The Model for the Combination of AMG with HSS
Following the same practice as in Sect. 5.1, we conduct a performance-bound analysis when HSS is used as the coarse solver. Comparing to Table 3 , the costs are the same for smoothing, restriction, interpolation, and termination. The difference is in the coarse solve, where the code needs to stream through the factored matrix. For our test cases, the factors are larger than the largest cache of the machines. Therefore, we assume that the factors are read from DRAM. Table 4 shows the performance upper bound based on the DRAM sustained bandwidth. On IVB-EP, the best configuration is: elements-per-agglomerate = 256, ν M −1 = 1 and θ = 0.01. On KNC, the best configuration is: elements-peragglomerate = 256, ν M −1 = 3 and θ = 0.01. The bandwidth-based performance bound is quite accurate on IVB-EP, yielding an estimate within a gap of 31% of the actual time. Among all the stages, the best match between model and reality is the smoothing step-about an 18% gap. The worst gap corresponds to the coarse solve-about 55%.

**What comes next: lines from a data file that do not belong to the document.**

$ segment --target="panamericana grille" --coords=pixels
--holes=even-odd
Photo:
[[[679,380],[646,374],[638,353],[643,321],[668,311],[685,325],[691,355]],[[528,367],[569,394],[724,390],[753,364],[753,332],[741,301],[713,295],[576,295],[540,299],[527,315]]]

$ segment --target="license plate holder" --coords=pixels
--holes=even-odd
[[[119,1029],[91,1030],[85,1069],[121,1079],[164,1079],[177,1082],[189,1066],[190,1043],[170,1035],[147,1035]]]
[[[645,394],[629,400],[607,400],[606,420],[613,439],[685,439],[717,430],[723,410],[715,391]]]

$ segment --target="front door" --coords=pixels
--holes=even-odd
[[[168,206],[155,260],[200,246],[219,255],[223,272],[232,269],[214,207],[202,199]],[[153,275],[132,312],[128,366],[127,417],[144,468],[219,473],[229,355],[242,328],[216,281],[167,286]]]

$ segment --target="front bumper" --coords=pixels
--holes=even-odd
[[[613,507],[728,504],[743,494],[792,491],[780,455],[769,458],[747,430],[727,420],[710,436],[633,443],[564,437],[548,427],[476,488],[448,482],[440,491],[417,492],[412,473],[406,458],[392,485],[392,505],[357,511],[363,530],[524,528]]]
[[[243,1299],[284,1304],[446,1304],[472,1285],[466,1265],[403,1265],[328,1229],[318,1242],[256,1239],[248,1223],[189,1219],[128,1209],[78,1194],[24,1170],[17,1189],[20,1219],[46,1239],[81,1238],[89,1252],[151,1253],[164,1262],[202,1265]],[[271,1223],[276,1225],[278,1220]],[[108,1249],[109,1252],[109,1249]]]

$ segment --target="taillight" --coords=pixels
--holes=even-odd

On the other hand, the estimated time on KNC is far less than the actual time, implying that the memory bandwidth is severely underutilized. Attributing this significant performance difference to either architecture or model is an area of continued investigation. Table 4 . Runtime bounds and actual runtime (seconds) of the AMG iteration. HSS is used as coarse-grid solver. The column "R/I" represents the combined restriction and interpolation steps. "Stopping" refers to the evaluation of the stopping criterion. 
Conclusion
We proposed a series of optimizations to improve the performance of the coarsegrid solver. The optimizations aim to expose fine-grained parallelism, exploit high memory bandwidth, and reduce OpenMP overheads. These led to a 2.6× reduction of the AMG solve time on a 60-core Xeon Phi KNC machine. We expect these optimizations to be effective on other manycore architectures as well. We also compared the performance of PCG with STRUMPACK when the two algorithms are used as coarse-grid solvers. We found that PCG is at a disadvantage because of its slow convergence. HSS usually leads to a faster AMG cycle, up to 2× faster than PCG. We expect the relative performance of PCG and HSS to depend on the problem. If the problem is such that the AMG parameters can be tuned so as to produce a well-conditioned coarse-grid matrix, then PCG could outperform HSS. Additionally, we explored the parameter space of our AMG algorithm and found high variation in performance. This makes the algorithm a good candidate for an autotuning approach. Our roofline model yields a bound that is within 23% (for PCG) and 31% (for HSS) of the actual performance on the Ivy Bridge EP. The gap is much more significant on the Xeon Phi KNC, which indicates that the bottleneck on that machine is not the memory bandwidth or the FPU but rather the high memory latency. More effective prefetching could hide this latency, but achieving this is challenging because of the relatively primitive hardware prefetchers on that machine, and because of the irregular memory access pattern in our coarse-grid solvers. We are exploring this optimization. Finally, the only aspect of performance that we considered in our study was time to solution. This is the objective that users care most about. Nevertheless, in future work it would also be valuable to consider other parameters, such as the financial cost of the hardware and its energy efficiency.